Il aura fallu 59 semaines et 4 jours à Donald Trump pour mettre les pieds en Californie. Aucun de ses prédécesseurs n'avait mis autant de temps depuis Franklin Delano Roosevelt, en 1933, qui avait traversé le pays en train. Trump, lui, est venu en avion. Il est 11 h 23, mardi, quand Air Force One atterrit en territoire ennemi, à San Diego. Dans les airs, Trump — qui a viré le matin même son secrétaire d'Etat Rex Tillerson — se fend d'un tweet pour égratigner l'Etat le plus peuplé du pays : «Les politiques faisant de la Californie un Etat sanctuaire sont illégales, anticonstitutionnelles et mettent en danger la sécurité de notre nation tout entière. Des milliers de criminels étrangers dangereux et violents sont relâchés et risquent de s'attaquer à d'innocents Américains. CELA DOIT S'ARRÊTER !»
La première étape du déplacement présidentiel le mène à quelques kilomètres à l'est du poste-frontière d'Otay Mesa. C'est là, dans le désert, que sont installés depuis octobre huit prototypes du «grand et beau» mur que Donald Trump souhaite voir ériger tout au long de la frontière avec le Mexique. Hauts de dix mètres, leur résistance a été testée par les forces spéciales au cours des dernières semaines.
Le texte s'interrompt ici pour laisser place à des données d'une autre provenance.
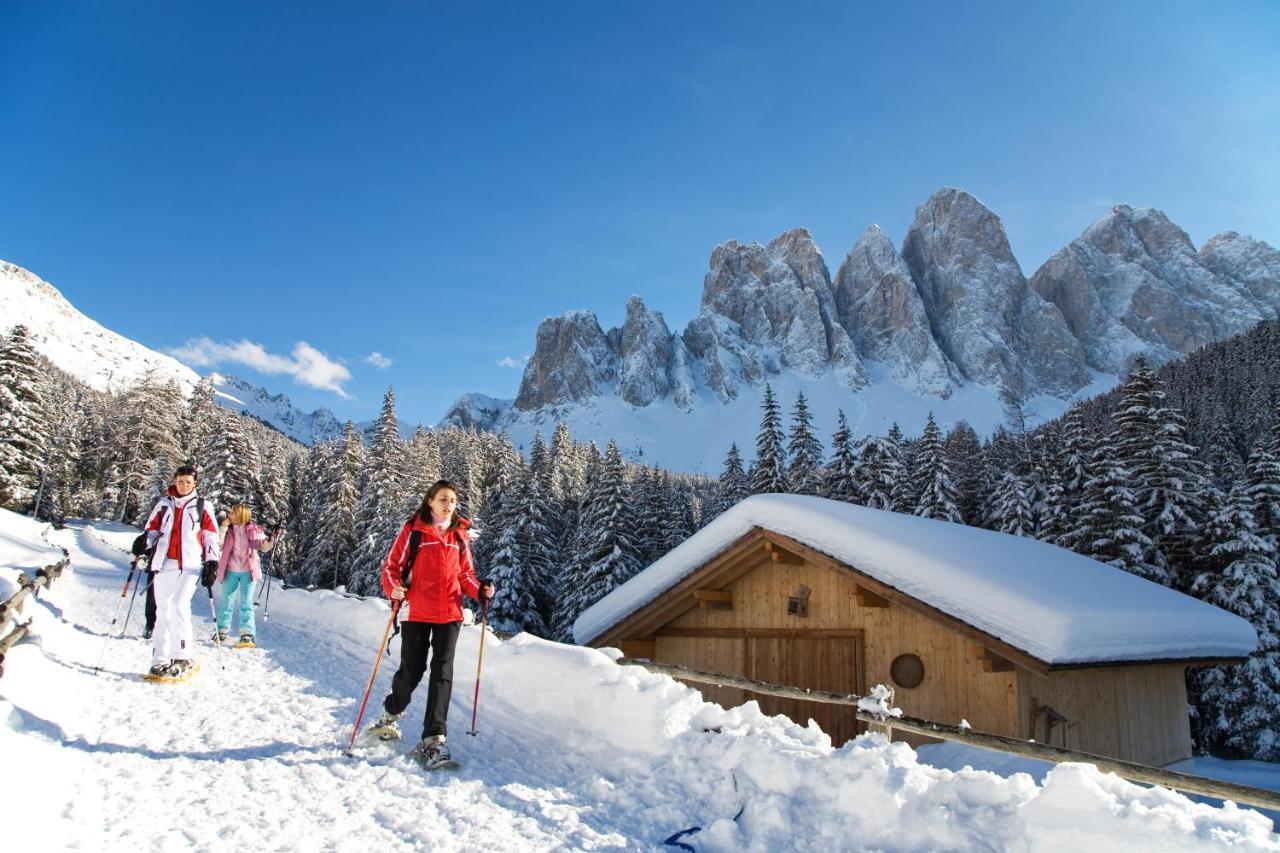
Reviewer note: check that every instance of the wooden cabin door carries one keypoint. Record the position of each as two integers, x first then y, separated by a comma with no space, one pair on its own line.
832,664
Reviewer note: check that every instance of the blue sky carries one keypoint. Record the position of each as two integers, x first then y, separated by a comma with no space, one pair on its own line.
301,185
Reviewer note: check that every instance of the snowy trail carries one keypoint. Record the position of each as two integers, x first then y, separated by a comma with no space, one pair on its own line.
251,744
574,751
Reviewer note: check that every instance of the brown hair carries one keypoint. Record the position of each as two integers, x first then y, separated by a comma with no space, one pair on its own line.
425,510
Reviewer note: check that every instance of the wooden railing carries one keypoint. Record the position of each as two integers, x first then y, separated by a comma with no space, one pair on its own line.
13,606
1247,794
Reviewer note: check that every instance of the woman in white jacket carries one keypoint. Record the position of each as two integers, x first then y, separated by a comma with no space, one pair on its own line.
184,536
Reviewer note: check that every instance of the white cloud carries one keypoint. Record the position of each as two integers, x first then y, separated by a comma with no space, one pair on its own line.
307,365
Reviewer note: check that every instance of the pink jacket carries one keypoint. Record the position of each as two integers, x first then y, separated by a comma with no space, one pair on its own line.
240,562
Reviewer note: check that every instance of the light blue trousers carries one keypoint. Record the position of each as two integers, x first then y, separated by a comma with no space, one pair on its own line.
237,584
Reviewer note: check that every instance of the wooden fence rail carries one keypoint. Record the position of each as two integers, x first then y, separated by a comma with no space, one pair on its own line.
26,587
1247,794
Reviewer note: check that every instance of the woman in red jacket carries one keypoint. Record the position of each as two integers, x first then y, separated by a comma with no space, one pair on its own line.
433,589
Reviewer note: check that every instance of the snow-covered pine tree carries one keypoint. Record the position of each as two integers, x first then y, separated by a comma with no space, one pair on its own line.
378,516
878,474
840,478
1264,483
1168,479
229,475
933,484
768,470
969,470
274,509
146,429
329,555
516,609
23,422
1109,527
1239,706
732,486
200,419
608,543
542,532
572,600
1011,506
804,452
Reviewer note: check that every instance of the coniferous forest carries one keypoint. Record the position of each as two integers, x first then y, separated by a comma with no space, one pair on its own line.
1174,475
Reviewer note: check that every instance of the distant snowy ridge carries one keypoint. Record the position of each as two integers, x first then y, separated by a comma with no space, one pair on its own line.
109,361
82,347
942,325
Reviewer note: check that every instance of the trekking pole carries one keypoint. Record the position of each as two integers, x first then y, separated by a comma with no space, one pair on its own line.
128,614
112,626
373,675
266,606
484,629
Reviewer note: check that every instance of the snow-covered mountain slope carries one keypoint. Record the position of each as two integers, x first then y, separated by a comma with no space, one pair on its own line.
572,751
277,410
82,347
945,325
109,361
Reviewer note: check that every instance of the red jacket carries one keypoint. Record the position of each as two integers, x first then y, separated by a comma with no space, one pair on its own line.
442,571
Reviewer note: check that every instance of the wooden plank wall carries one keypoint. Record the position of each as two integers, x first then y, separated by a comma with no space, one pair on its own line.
1132,712
955,685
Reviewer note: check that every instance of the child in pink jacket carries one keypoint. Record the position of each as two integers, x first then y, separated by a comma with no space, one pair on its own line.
238,570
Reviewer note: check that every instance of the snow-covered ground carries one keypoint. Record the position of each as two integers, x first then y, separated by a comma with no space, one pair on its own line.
572,752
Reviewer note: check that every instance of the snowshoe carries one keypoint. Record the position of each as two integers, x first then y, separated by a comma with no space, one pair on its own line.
433,753
173,673
384,726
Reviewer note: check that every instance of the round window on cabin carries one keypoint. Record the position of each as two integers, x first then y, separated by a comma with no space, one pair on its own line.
906,670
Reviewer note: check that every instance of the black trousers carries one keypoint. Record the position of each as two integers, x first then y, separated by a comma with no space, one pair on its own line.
151,602
416,641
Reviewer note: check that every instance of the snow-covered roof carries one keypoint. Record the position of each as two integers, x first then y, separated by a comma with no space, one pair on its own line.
1055,605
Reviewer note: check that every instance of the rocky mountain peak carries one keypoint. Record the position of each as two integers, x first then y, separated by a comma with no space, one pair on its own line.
983,315
571,361
880,306
1133,282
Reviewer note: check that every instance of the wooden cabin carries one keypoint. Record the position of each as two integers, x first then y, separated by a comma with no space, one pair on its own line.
1016,637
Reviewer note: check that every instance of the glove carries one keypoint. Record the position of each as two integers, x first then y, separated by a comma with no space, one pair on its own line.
209,574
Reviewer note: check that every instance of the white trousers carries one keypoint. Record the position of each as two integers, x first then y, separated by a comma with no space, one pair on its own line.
173,638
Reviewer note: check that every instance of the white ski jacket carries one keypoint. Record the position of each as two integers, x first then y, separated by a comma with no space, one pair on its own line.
199,537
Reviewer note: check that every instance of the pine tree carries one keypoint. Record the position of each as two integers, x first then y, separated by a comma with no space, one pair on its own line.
933,484
23,422
1109,527
608,556
1239,707
274,509
378,518
734,486
1264,484
232,465
878,474
336,524
970,473
1166,477
1013,507
517,609
840,480
767,473
201,418
804,452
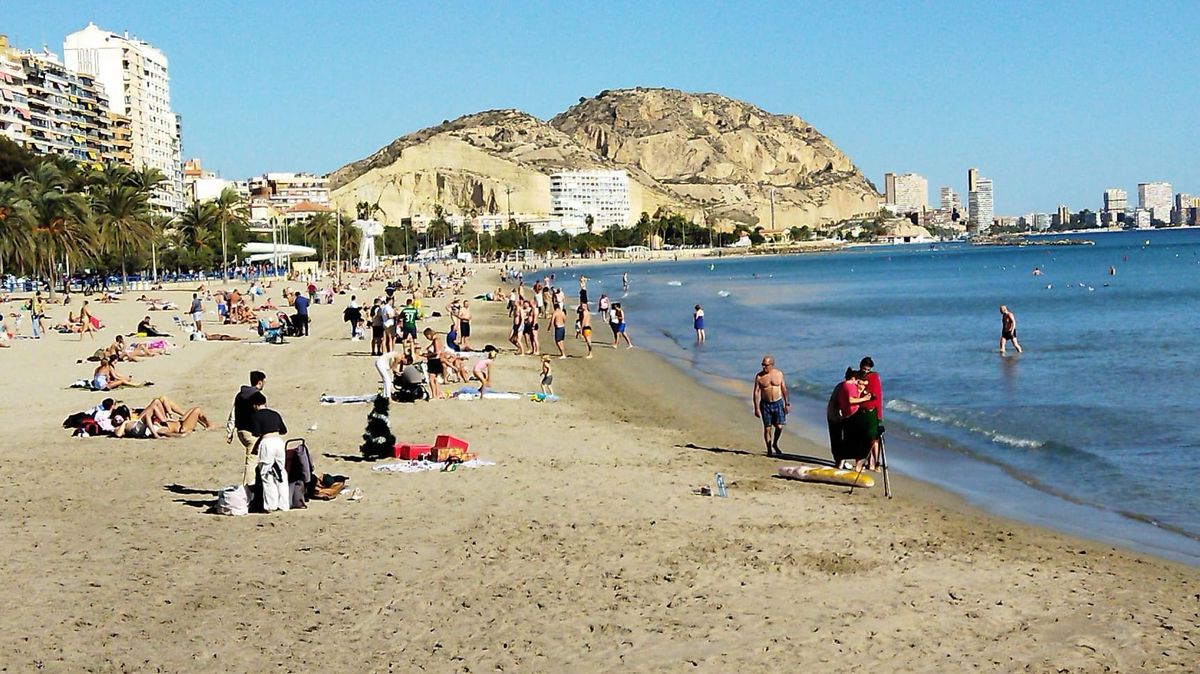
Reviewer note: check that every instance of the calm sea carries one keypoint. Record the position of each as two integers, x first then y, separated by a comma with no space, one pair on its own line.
1098,413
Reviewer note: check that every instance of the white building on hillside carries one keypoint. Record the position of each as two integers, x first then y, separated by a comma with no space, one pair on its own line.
133,74
603,194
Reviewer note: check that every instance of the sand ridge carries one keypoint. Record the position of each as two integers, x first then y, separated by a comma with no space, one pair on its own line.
582,549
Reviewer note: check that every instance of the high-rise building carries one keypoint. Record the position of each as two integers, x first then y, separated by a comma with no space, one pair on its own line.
13,97
907,192
949,199
979,202
133,73
1062,217
1183,205
603,194
69,113
1156,198
1116,200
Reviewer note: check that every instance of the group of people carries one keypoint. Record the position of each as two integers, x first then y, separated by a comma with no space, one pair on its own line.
853,414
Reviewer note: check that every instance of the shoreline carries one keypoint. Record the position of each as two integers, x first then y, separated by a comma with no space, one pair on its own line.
995,488
582,548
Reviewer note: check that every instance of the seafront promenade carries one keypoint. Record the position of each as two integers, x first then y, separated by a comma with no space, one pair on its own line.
583,548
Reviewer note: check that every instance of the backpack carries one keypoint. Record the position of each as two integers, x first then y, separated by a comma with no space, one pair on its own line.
233,500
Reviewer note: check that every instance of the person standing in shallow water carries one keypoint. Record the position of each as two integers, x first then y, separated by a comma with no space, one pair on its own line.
1008,329
771,404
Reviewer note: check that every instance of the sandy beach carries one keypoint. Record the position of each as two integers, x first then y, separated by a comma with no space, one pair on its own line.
582,549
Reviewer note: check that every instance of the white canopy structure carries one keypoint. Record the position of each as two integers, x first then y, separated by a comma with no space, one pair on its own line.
257,251
371,229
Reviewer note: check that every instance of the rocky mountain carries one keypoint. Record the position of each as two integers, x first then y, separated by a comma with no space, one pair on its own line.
699,154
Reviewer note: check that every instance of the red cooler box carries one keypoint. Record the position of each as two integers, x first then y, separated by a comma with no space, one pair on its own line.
449,443
408,451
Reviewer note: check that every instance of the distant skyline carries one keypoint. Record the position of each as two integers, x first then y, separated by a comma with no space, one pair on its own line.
1054,102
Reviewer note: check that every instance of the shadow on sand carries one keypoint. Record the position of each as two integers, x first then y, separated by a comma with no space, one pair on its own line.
804,458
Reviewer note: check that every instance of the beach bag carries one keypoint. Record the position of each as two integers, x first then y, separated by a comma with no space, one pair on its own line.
233,500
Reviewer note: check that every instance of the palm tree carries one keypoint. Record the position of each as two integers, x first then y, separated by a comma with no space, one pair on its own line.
16,228
61,220
196,224
231,210
124,216
321,227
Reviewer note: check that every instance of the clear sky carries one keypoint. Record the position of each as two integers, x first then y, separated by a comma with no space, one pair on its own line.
1054,101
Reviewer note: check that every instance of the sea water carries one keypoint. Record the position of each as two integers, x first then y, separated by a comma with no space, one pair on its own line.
1098,411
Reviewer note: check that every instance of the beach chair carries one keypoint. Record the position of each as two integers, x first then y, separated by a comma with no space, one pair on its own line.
186,326
270,335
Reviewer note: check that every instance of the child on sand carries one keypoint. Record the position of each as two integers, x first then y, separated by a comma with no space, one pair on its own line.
547,377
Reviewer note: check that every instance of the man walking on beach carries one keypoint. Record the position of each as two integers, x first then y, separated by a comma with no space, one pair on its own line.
558,323
586,326
771,403
240,421
1008,330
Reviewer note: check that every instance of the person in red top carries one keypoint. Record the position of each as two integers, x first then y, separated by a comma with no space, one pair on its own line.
874,410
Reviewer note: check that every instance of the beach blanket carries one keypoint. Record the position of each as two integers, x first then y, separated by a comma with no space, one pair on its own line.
327,399
427,465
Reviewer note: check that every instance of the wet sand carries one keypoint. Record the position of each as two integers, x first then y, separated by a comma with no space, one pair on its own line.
582,548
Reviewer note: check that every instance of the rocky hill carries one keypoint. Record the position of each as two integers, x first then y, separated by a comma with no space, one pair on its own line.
697,154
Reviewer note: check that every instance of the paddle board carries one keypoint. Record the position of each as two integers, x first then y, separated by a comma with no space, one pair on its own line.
827,475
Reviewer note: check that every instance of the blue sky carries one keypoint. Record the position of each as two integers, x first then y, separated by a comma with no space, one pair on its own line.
1054,101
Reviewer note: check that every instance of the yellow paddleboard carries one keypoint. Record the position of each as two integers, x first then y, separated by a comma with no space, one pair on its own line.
828,475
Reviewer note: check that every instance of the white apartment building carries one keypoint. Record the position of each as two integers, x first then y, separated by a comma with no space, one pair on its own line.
979,204
1115,200
133,74
15,112
603,194
949,199
907,192
1156,198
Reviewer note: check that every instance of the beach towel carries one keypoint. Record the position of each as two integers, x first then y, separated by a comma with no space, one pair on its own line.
327,399
427,465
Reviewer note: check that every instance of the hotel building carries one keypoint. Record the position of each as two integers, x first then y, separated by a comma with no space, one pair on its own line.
133,73
603,194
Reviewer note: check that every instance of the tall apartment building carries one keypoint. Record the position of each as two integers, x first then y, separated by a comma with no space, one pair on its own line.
1116,200
287,197
1183,206
69,112
13,98
135,76
907,192
949,199
603,194
1156,198
979,202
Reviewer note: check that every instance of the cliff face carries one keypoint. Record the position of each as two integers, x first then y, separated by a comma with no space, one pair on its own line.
724,154
688,152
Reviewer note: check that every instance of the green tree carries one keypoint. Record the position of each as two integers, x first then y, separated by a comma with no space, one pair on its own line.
231,210
61,228
123,214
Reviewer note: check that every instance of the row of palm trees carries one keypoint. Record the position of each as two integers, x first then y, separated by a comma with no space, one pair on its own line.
59,216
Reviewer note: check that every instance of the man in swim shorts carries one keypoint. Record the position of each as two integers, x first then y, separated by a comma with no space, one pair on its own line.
1008,329
771,404
585,318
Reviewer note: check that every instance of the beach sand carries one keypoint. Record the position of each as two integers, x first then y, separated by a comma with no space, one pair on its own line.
581,549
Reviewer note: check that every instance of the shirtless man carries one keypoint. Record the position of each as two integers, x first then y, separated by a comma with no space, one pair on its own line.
771,403
1008,329
558,323
585,317
465,325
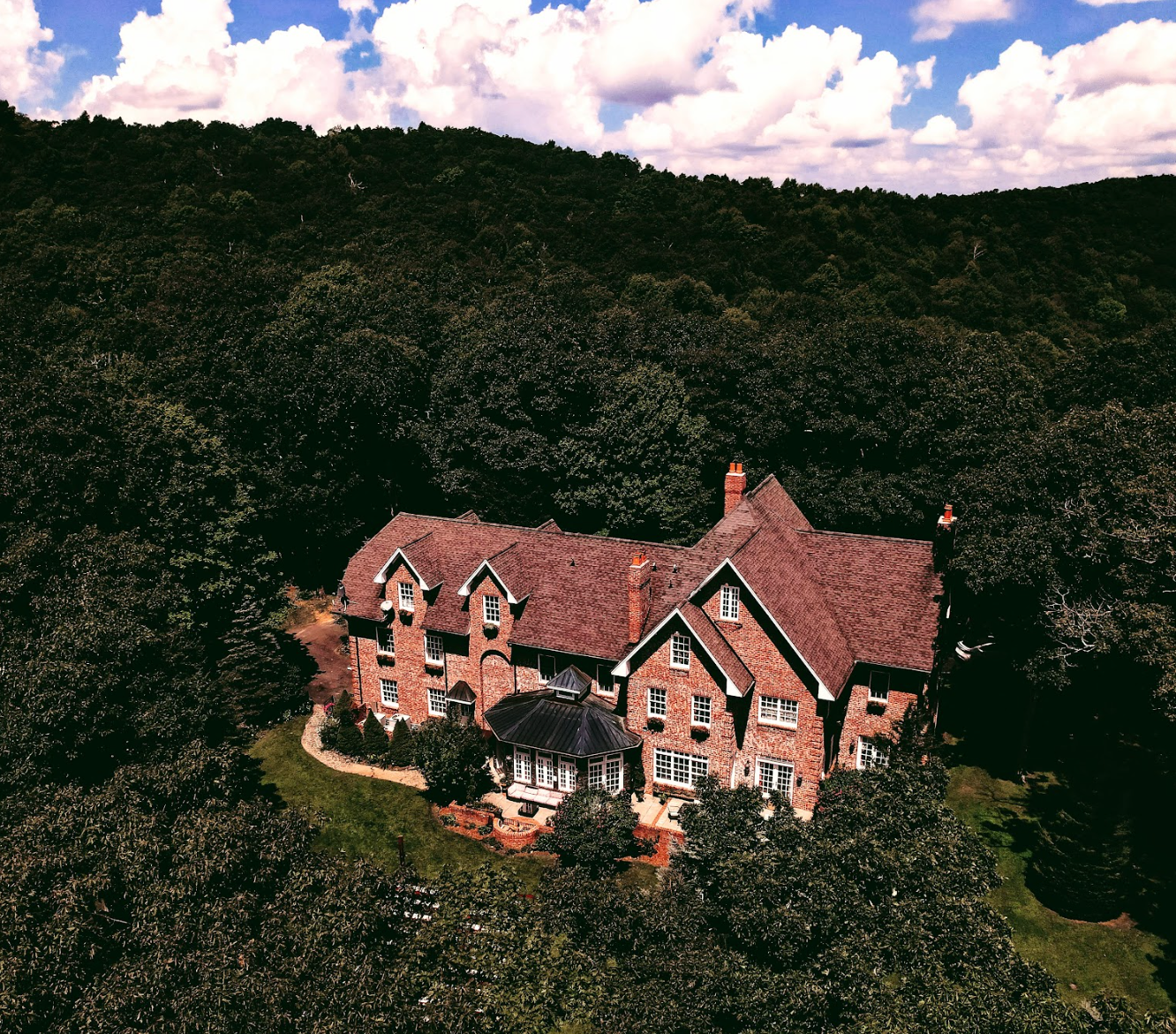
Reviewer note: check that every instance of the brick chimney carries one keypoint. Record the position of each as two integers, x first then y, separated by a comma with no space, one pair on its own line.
638,595
945,539
734,486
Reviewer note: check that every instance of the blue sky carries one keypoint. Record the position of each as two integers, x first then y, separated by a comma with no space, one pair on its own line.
691,87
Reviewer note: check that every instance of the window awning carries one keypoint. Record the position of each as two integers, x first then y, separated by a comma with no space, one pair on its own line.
461,693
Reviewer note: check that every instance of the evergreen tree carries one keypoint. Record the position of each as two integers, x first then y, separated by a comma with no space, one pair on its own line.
375,739
348,740
400,746
258,671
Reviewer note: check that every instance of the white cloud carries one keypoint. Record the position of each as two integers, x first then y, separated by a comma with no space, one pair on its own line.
183,63
1105,107
938,19
709,92
27,71
939,131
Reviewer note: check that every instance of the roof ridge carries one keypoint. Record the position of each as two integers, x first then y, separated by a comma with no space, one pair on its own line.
418,539
863,535
545,531
503,549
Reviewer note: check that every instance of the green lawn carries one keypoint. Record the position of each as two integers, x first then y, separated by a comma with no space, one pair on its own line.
1097,958
362,817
Lequel recevra l'onction présidentielle ? Suspens… Tout juste Trump a-t-il dévoilé mardi sa préférence pour une barrière transparente en certains points, afin de voir du côté mexicain.
Le locataire de la Maison Blanche a également défendu l'efficacité de ces prototypes, jugeant que les portions actuelles, parfois vieilles d'une vingtaine d'années, n'étaient en rien dissuasives pour les migrants venant du Mexique : «Ce sont des alpinistes professionnels. Certains sont des escaladeurs incroyables.» Pour lui, le mur est le seul remède efficace contre le «chaos». Ces considérations ne doivent toutefois pas masquer l'impasse dans laquelle semble se trouver ce projet emblématique de la campagne présidentielle du candidat Trump. Le Congrès américain refuse toujours de débloquer les fonds nécessaires au début des travaux, dont la facture pourrait monter jusqu'à 21 milliards de dollars.
«Acte de guerre»
A défaut de faire avancer cette cause, Donald Trump a donc continué la guerre des mots qui oppose son administration aux responsables démocrates californiens. Il s'en est ainsi pris au «boulot calamiteux» du gouverneur Jerry Brown, qui aurait fait exploser les impôts et permis aux «criminels» de circuler librement dans les villes sanctuaires. C'est le dossier le plus brûlant du moment. La semaine dernière, le ministre de la Justice Jeff Sessions a porté plainte contre l'Etat de Californie. Dans son viseur, trois lois votées par les autorités locales, visant notamment à limiter la collaboration entre les policiers californiens et leurs homologues fédéraux chargés de traquer les sans papiers. Pour Jeff Sessions, il s'agit d'une tentative de «sécession». Le ministre de la Justice a aussi attaqué Libby Schaaf, la maire d'Oakland, qui, fin février, avait averti ses administrés d'un raid imminent d'ICE, la police de l'immigration. Trump, de son côté, avait qualifié Schaaf de «honte» nationale.
Les responsables californiens n'hésitent pas à rendre les coups. Jerry Brown, le gouverneur démocrate, a qualifié la plainte de Jeff Sessions «d'acte de guerre» visant à instituer un «règne de la terreur». Entrés en «résistance» contre l'administration Trump, ils savent être soutenus par la majorité de leurs administrés. En 2016, les électeurs ont accordé 4 millions de votes supplémentaires à Hillary Clinton. Les sondages attribuent une cote de popularité de 30 % à Donald Trump en Californie, bien moins que la moyenne nationale. Quant aux candidats républicains qui se préparent aux élections de mi-mandat, on leur recommande de pas trop afficher leur soutien à la Maison Blanche.
Ces derniers mois, de nombreuses escarmouches ont eu lieu : législation sur la marijuana, forages pétroliers offshore, lutte contre le changement climatique… autant de sujets de désaccord, mais rien d’aussi brûlant que la question des immigrants. Il faut dire que la Californie, sixième économie du monde, ne tiendrait pas sans cette main-d’œuvre bon marché qui fait vivre des secteurs entiers, comme l’agriculture. Plus largement, on considère que sur les 40 millions de personnes vivant dans le «Golden State», 10 millions sont immigrées. Le bras-de-fer, nouvel épisode du conflit entre l’Etat fédéral et les droits des Etats, pourrait se régler devant la Cour suprême.